Over at Typeset in the Future, Dave Addey has an incredibly detailed analysis of Blade Runner going way beyond the typefaces used:
The subtitle reads WORLD WIDE COMPUTER LINKUP PLANNED, in what looks like Optima Bold. While the idea of a World Wide Computer Linkup might seem passé as we approach 2019, it was still very much unusual in 1982 when Blade Runner was released. Indeed, it wasn’t until March 1982 that the US Department of Defense, creators of pre-Internet network ARPANET, declared TCP/IP as the standard for all military computer networking, pretty much kick-starting what we know as the modern-day Internet of 2016.
Of course, if you’re going to set up business on the moon, you’ll need something a bit smarter than the simple terrestrial Internet we know here on Earth.
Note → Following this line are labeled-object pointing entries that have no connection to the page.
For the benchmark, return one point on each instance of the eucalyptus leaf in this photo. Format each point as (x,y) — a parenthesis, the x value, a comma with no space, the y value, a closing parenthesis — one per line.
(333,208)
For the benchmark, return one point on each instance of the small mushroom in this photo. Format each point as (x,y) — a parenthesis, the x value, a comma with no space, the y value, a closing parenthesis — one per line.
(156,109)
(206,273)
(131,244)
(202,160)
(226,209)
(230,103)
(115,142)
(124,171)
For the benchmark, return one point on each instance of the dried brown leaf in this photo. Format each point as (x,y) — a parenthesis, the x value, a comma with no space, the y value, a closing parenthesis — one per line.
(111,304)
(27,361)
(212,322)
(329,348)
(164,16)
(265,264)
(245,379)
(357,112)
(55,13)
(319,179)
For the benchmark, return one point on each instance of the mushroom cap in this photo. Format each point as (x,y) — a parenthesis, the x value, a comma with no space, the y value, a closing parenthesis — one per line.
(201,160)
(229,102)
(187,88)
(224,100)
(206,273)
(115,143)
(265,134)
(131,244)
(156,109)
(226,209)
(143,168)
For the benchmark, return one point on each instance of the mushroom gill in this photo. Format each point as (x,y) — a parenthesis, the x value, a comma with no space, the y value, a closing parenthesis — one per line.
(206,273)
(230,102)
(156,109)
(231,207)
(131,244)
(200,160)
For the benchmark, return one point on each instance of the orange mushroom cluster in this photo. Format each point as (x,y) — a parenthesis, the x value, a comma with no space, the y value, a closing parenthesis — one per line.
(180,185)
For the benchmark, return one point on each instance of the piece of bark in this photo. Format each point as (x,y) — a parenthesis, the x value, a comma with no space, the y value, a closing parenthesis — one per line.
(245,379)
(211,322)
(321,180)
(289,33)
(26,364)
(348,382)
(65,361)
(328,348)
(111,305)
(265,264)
Indeed, you’ll probably want some kind of Interplanetary Internet. By a strange coincidence, this is exactly what Vint Cerf and NASA have been working on, using delay-tolerant networking to forward bundles of data from spacecraft to spacecraft as and when they come into range. If you’d like to know more, here’s Vint explaining why the speed of light is too slow at a TEDx event in 2011. (We’ll excuse the Comic Sans in his slides, because he did after all invent the thing that’s letting you read this article.)
I’m a huge advocate of watching great movies over and over and over again. You never take everything in on the first watch.